Es fehlen Schulpsychologen für Flüchtlinge

10.11.2015, 21:23 Uhr
Es fehlen Schulpsychologen für Flüchtlinge

© F.: dpa

Angesichts vieler junger Flüchtlinge an bayerischen Schulen fordert ein Nürnberger Pädagogik-Experte den verstärken Einsatz von Psychologen an Schulen. „Man bräuchte im Grunde an jeder Schule eine schulpsychologische Beratung. Einerseits für die Flüchtlinge, die fast alle in irgendeiner Weise traumatisiert sind.
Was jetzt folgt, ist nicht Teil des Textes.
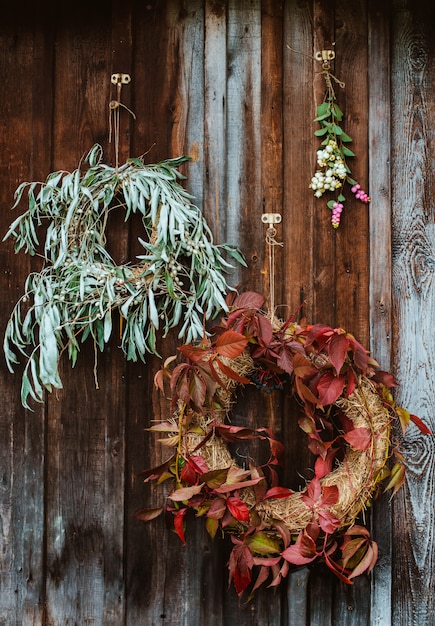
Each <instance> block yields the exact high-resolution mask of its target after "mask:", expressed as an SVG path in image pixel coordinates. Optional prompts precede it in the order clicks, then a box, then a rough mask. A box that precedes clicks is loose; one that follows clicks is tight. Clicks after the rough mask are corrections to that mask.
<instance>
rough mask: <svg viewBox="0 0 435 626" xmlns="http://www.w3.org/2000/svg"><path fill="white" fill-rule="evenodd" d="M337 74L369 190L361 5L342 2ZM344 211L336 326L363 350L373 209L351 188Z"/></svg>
mask: <svg viewBox="0 0 435 626" xmlns="http://www.w3.org/2000/svg"><path fill="white" fill-rule="evenodd" d="M335 41H336V45H335V52H336V59H335V71H336V73H337V76H338V77H339V78H340V80H342V81H344V83H345V87H344V89H341V88H339V87H337V90H336V93H337V98H338V102H339V104H340V106H341V108H342V110H343V111H344V129H345V131H346V132H347V133H348V134H349V135H350V136H351V137H352V139H353V143H352V148H353V151H354V152H355V155H356V156H355V157H351V158H349V167H350V169H351V170H352V177H353V178H354V179H355V180H357V181H359V182H360V184H361V186H362V187H363V188H364V189H367V186H368V142H367V140H368V133H367V120H368V111H369V107H368V97H367V96H368V82H367V76H368V73H367V16H366V3H365V1H363V0H361V1H359V2H353V3H352V6H350V5H349V3H348V2H341V1H340V0H337V3H336V32H335ZM345 196H346V202H345V208H344V211H343V216H342V217H343V219H342V224H341V225H340V227H339V229H338V232H337V233H336V234H337V235H338V238H337V253H336V254H337V257H336V258H337V260H336V263H337V275H336V285H335V289H336V294H337V296H336V306H337V313H336V324H337V325H338V326H342V327H343V328H346V330H348V331H349V332H352V333H353V334H354V335H355V337H357V338H358V340H359V341H361V342H362V343H363V345H367V346H368V339H369V333H368V330H369V314H368V311H369V307H368V281H369V263H368V261H369V256H368V254H369V246H368V213H369V210H370V208H369V207H370V205H366V204H363V203H361V202H359V201H358V200H356V199H355V198H354V196H353V194H352V192H351V190H350V187H349V185H346V188H345Z"/></svg>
Andererseits aber auch für die Lehrer, die oft mit dieser Situation überfordert sind“, sagte Bernhard Jehle, Leiter des Instituts für Pädagogik und Schulpsychologie Nürnberg (IPSN).

Das Kind oder der Jugendliche habe vielleicht auf der Flucht jemanden neben sich tot niedersinken oder ertrinken sehen. „Für ein Kind kann es auch traumatisierend sein, wenn es eine ganze Nacht auf einer Brücke an der Salzach oder am Inn verbringen muss – oder ein Elternteil in der Heimat zurückgelassen werden musste.“ Solche Probleme brächten die Flüchtlinge mit in die Schulen. „Und da braucht es Psychologen.“

Im September hat das IPSN gemeinsam mit dem Integrationsbeirat und der Stadt ein Pilotprojekt an Nürnberger Berufsschulen gestartet: Flüchtlingen und deren Lehrern steht dort jetzt eine Schulpsychologin zur Verfügung, die direkt in die Klassen geht. „Das ist bayernweit einmalig“, sagte Jehle. Er sei sehr gespannt auf die ersten Erfahrungen.
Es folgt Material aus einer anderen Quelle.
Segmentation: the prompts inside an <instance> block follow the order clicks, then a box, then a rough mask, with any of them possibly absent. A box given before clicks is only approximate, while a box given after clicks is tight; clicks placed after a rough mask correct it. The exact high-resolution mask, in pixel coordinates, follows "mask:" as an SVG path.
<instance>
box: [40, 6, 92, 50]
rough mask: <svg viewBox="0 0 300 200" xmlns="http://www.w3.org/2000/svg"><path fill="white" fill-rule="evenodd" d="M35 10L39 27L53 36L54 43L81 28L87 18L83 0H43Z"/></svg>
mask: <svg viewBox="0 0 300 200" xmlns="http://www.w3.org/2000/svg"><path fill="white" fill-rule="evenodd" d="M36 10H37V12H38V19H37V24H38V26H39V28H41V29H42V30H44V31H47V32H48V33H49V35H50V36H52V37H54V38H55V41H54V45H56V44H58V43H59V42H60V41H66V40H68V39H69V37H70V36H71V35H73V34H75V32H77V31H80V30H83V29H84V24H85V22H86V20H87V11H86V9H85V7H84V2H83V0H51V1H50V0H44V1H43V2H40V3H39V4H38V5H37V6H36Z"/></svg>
Das IPSN ist das älteste Lehrerfortbildungs-Institut Bayerns — jährlich besuchen etwa 8000 Teilnehmer die Seminare und Workshops. Seit 50 Jahren initiiert es außerdem innovative Schulentwicklungskonzepte, die auch bayernweit Anwendung finden. „Wir sind häufig der Zeit etwas voraus“, meinte Jehle. So bietet das Nürnberger IPSN bereits seit 1983 Fortbildungen für Lehrer und Schulen zum Thema Islam an.

Am 27. und 28. November veranstaltet das kommunal finanzierte Institut – nur zwei weitere dieser Art gibt es in Deutschland, in München und Bremerhaven – die Fachtagung „Herausforderung Vielfalt – Schule gemeinsam gestalten!“. Das Thema Integration spielt dabei eine zentrale Rolle. Neben der psychologischen Betreuung hält Jehle an den Schulen sprachsensiblen Unterricht für immer wichtiger. „Die Frage lautet heute: Wie kann ich als Lehrer Fachwissen in einer Klasse vermitteln, in der eben nicht nur Deutsche sitzen?“ Am IPSN wird das mit Lehrern trainiert: „Der Mathelehrer muss dann zum Beispiel eine Deutschaufgabe und der Deutschlehrer eine Matheaufgabe erklären.“

An dem Pädagogik-Institut läuft auch ein laut Jehle bundesweit einmaliges Migrationsprojekt: Sogenannte „Elternlotsen“ gehen mit Migrantenfamilien zu Elternabenden und Elterngesprächen und übersetzen. „Dabei geht es gar nicht so sehr um die 1:1-Sprachübersetzung, sondern eher darum, zu erklären, wie unser mehrgliedriges Schulsystem überhaupt funktioniert.“ Knapp 30 Sprachen decken die ehrenamtlichen Lotsen mittlerweile ab.